Despite a wave of new research around cancer treatment and sexual health, women say their issues are still being dismissed. Here’s how and where to get help.
Débora Lindley López was 28 when she was diagnosed with Stage 3 breast cancer. Within three weeks, she began chemotherapy and was thrust into medically induced menopause. Ms. Lindley López developed vaginal dryness so severe that her skin began to deteriorate and was covered in small, paper cut-like tears. Urinating was uncomfortable; sex, agonizing.
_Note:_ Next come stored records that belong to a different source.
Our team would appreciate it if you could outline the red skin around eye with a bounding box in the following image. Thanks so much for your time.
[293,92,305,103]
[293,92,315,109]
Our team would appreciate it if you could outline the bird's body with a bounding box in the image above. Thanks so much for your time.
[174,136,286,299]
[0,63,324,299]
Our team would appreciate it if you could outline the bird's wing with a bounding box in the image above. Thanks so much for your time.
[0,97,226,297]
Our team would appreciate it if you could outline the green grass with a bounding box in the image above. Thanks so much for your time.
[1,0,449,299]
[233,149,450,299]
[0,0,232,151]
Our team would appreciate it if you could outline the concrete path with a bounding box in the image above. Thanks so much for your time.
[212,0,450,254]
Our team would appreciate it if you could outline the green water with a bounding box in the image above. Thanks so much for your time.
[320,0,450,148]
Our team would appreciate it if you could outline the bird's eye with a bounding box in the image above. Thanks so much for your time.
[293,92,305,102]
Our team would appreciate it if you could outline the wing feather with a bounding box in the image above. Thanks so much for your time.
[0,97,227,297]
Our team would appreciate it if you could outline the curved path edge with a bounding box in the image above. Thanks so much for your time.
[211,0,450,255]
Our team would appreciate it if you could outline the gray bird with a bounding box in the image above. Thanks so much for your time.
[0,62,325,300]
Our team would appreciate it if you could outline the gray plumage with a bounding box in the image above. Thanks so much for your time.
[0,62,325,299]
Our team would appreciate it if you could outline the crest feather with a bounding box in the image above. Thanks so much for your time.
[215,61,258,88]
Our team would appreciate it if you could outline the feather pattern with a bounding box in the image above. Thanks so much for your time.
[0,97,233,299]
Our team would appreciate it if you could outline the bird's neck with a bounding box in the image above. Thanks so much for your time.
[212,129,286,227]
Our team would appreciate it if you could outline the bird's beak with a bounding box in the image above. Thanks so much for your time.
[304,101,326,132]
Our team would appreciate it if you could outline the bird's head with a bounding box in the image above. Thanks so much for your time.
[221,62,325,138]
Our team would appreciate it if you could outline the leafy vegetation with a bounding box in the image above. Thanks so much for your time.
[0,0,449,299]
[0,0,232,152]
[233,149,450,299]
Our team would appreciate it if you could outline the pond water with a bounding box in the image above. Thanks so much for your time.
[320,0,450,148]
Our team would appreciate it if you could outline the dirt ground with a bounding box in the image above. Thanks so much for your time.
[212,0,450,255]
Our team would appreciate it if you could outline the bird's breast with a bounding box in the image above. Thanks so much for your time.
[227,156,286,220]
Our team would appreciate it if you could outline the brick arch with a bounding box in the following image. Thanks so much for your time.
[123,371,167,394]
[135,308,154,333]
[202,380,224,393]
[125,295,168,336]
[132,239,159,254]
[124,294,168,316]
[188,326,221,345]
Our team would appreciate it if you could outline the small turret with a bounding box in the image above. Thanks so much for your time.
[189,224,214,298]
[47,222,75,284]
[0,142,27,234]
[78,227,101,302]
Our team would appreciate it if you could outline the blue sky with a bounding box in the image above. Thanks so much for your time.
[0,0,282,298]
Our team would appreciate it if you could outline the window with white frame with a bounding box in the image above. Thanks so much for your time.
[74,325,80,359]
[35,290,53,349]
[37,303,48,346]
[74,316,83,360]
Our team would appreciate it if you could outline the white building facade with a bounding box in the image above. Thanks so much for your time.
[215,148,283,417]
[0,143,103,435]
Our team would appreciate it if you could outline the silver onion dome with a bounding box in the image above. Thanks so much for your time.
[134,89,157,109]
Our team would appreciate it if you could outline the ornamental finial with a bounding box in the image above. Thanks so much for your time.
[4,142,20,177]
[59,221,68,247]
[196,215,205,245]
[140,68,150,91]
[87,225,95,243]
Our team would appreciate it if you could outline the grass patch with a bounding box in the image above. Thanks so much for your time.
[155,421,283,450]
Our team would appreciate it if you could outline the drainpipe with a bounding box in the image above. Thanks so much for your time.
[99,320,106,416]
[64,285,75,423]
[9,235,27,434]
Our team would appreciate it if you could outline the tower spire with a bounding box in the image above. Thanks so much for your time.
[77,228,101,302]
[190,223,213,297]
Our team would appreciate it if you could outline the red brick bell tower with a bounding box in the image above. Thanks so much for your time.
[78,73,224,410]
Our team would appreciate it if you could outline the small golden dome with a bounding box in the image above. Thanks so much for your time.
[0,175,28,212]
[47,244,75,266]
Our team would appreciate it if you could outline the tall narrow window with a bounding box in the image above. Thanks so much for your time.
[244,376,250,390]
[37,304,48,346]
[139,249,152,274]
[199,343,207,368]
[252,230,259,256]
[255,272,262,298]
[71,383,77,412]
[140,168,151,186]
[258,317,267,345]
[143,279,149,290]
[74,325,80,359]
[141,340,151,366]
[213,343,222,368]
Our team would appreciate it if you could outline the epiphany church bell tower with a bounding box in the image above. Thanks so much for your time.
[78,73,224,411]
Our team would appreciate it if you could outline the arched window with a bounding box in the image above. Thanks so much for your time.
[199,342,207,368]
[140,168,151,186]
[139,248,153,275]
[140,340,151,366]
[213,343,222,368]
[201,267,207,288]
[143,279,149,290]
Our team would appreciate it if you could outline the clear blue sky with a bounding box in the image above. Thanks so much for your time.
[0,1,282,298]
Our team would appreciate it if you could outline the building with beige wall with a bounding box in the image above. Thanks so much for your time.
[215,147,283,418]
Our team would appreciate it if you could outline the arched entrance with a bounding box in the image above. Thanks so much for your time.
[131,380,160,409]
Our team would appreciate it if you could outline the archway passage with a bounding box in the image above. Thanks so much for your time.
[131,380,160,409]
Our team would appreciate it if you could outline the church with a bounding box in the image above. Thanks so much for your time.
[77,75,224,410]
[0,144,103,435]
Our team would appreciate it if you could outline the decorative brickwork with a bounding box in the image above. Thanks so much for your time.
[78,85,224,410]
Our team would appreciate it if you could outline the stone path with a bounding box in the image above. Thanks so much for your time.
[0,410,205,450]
But when Ms. Lindley López, now 31, told her oncologist about her vaginal pain and about how her libido had evaporated almost overnight, she said he responded dismissively, telling her that if he had a penny for every time he heard these complaints he’d be a rich man sitting on a beach. He suggested that she confide in the nurse about those symptoms, Ms. Lindley López said.
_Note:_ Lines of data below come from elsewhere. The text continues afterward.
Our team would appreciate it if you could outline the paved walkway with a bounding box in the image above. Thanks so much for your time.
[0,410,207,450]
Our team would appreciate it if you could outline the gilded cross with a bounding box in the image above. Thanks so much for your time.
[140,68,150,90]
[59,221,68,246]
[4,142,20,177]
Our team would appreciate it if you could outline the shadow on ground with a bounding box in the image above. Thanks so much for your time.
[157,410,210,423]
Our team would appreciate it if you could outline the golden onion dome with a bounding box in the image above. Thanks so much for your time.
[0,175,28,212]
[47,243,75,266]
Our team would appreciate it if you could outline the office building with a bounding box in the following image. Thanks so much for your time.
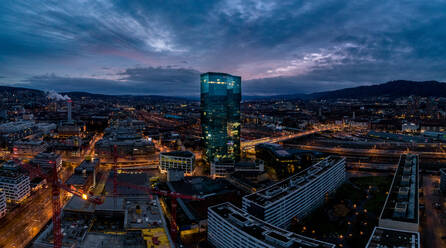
[208,202,335,248]
[210,159,235,178]
[159,151,195,175]
[0,190,6,218]
[211,159,264,178]
[242,157,346,228]
[33,152,62,171]
[255,143,322,178]
[201,72,241,162]
[13,139,48,158]
[365,226,419,248]
[0,170,31,203]
[379,154,419,232]
[66,158,99,191]
[440,168,446,193]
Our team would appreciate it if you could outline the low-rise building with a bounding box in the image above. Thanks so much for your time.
[211,159,264,178]
[0,170,30,203]
[208,202,335,248]
[365,226,420,248]
[210,159,235,178]
[242,157,346,228]
[159,151,195,175]
[379,154,419,232]
[33,152,62,171]
[13,139,48,158]
[66,159,99,191]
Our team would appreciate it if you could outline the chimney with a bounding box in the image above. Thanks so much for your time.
[67,99,72,123]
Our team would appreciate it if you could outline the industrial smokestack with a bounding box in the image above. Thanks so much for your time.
[67,99,72,123]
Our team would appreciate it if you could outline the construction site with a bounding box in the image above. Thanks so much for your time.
[33,171,173,248]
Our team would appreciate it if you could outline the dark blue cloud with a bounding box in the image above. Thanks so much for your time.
[1,0,446,95]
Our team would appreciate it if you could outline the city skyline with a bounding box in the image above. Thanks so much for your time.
[2,1,446,96]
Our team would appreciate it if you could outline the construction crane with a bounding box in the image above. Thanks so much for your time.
[19,160,103,248]
[112,176,202,243]
[110,144,202,243]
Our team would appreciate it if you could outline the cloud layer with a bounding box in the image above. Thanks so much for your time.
[1,0,446,95]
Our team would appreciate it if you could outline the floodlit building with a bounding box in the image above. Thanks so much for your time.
[159,151,195,175]
[201,72,241,162]
[242,157,346,228]
[0,170,31,203]
[208,202,335,248]
[365,226,420,248]
[379,154,419,232]
[0,190,6,218]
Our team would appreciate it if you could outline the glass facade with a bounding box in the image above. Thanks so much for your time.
[201,72,241,163]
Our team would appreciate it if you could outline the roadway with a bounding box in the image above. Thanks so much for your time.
[0,134,103,248]
[421,175,446,248]
[289,144,446,159]
[241,125,337,150]
[0,167,73,248]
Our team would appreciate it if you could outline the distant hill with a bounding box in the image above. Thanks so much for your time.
[0,85,44,95]
[307,80,446,99]
[2,80,446,102]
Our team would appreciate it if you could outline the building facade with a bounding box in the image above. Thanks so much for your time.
[201,72,241,163]
[242,157,346,228]
[440,168,446,193]
[0,170,31,203]
[159,151,195,175]
[33,152,62,171]
[208,202,335,248]
[0,190,6,218]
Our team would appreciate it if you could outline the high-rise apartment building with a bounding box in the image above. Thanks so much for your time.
[201,72,241,163]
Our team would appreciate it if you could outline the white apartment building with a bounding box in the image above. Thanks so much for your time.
[208,202,335,248]
[0,170,31,204]
[0,190,6,218]
[159,151,195,175]
[242,157,346,228]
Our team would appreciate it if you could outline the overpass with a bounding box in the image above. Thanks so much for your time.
[241,125,338,151]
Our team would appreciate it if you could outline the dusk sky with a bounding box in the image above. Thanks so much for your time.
[1,0,446,96]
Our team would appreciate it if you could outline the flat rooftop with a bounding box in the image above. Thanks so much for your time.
[105,172,149,196]
[366,227,420,248]
[210,202,335,248]
[380,154,419,224]
[244,157,345,206]
[160,150,194,158]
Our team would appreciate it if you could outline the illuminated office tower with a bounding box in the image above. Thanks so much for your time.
[201,72,241,163]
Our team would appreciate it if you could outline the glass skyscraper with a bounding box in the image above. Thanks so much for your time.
[201,72,241,163]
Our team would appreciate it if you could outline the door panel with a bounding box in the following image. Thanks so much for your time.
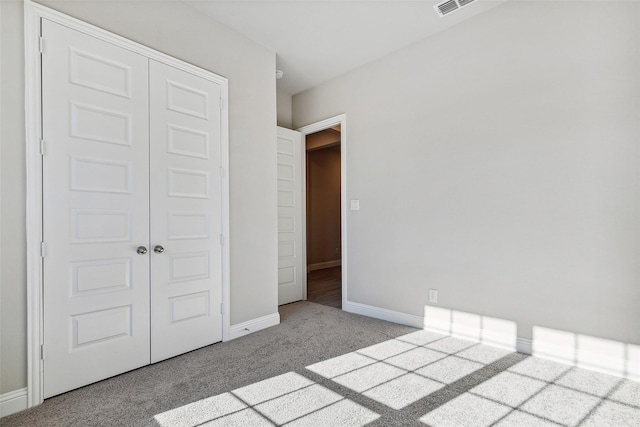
[277,127,305,305]
[149,60,223,362]
[42,19,150,398]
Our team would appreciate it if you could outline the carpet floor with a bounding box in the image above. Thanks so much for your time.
[2,301,638,426]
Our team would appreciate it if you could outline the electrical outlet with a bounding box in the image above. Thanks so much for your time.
[429,289,438,304]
“It was awful,” she said, tearing up. “It made me feel like, how could I even be thinking about anything else other than cancer? The fact that I would even ask felt shameful.”
Cancer can devastate a woman’s sexual function in countless ways, both during treatment and for years down the road. Chemo can cause vaginal dryness and atrophy, similar to what Ms. Lindley López experienced, but it can also prompt issues like mouth sores, nausea and fatigue. Surgery, like a hysterectomy or mastectomy, can rob women of sensations integral to sexual arousal and orgasm. Pelvic radiation therapy can lead to vaginal stenosis, the shortening and narrowing of the vagina, making intercourse excruciating, if not impossible. Sadness, stress and body image issues can snuff out any sense of sexual desire.
“The damage that is done is not only physical, though women certainly experience damage to their bodies from the cancer and from the treatments,” said Dr. Elena Ratner, a gynecologic oncologist with the Yale Medicine Sexuality, Intimacy and Menopause Program. “From the diagnosis to the fear of recurrence to how they see their bodies, they feel like their whole sense of self is different.”
Over the past decade, and particularly in the last few years, there has been a marked increase in studies on how cancer upends women’s sex lives, during treatment and after. Dr. Ratner and other experts who work at the intersection of cancer care and sexual health feel encouraged that the research world has finally begun to grapple with those complex side effects — ones that had been all but ignored in previous generations of women, she said.
Just last year, for instance, a study found that 66 percent of women with cancer experienced sexual dysfunction, like orgasm problems and pain, while nearly 45 percent of young female cancer survivors remained uninterested in sex more than a year post diagnosis. Researchers also found a high prevalence of issues like vaginal dryness, fatigue and concerns around body image among women with lung cancer — findings that highlight the toll all types of cancer (not just breast or gynecologic) can take.
And yet, some of that very same research — combined with stories from patients, advocates and doctors — suggests that the increase in scientific interest has not made much of a practical difference for women. While Ms. Lindley López’s story offers an extreme example of provider indifference on the topic, experts say the challenges she faced when trying to seek help for her issues are not unique.
“The number of women affected by sexual health concerns after a cancer diagnosis is huge, and the need for these women to have access to medical care for sexual dysfunction after cancer is enormous,” said Dr. Laila Agrawal, a medical oncologist specializing in breast cancer at Norton Cancer Institute in Louisville, Ky.
While they are becoming more plentiful, these types of programs still tend to exist in large hospitals or major urban cancer centers and many women in the United States may not live close enough, or have the resources or health insurance coverage, to regularly access such care. But even if going to a sexual health center is not possible, most women just need a “home base,” said Lisa Egan, a physician assistant with a focus on gynecologic oncology who leads the Sexual Health in Women Impacted by Cancer Program at Oregon Health & Science University.
Who that “home base” is can vary; it just needs to be a provider that offers help and support. Ms. Egan said it could be the patient’s primary care doctor or a cancer doctor or nurse; Dr. Bober said it might be a gynecologist or a sex therapist. Dr. Agrawal also noted that the International Society for the Study of Women’s Sexual Health had a database of providers who focused at least partially on female sexual health issues, so it could be a useful jumping-off point. To ascertain if providers are in a good position to help, it may be useful to ask outright about what their experience has been helping women with sexual dysfunction during and after cancer, and if they would feel comfortable helping you put together a plan for addressing your concerns — even if that means referring you out to other clinicians, Dr. Bober said.
All of the doctors interviewed for this story also noted that online communities and advocacy groups could be helpful resources. Ms. Johnson, for instance, is an ambassador at For the Breast of Us, which provides community and support for women of color impacted by breast cancer; Ms. Lindley López works for the Young Survival Coalition, a nonprofit focusing specifically on the needs of young adults with breast cancer. These kinds of groups offer a platform for women to swap information, connect with providers and find solidarity — particularly as the medical world struggles to fully address their needs.
“I really want women with cancer to know that sexual health problems are treatable medical problems, and they can get better,” Dr. Agrawal said. “I just want to offer that out as hope.”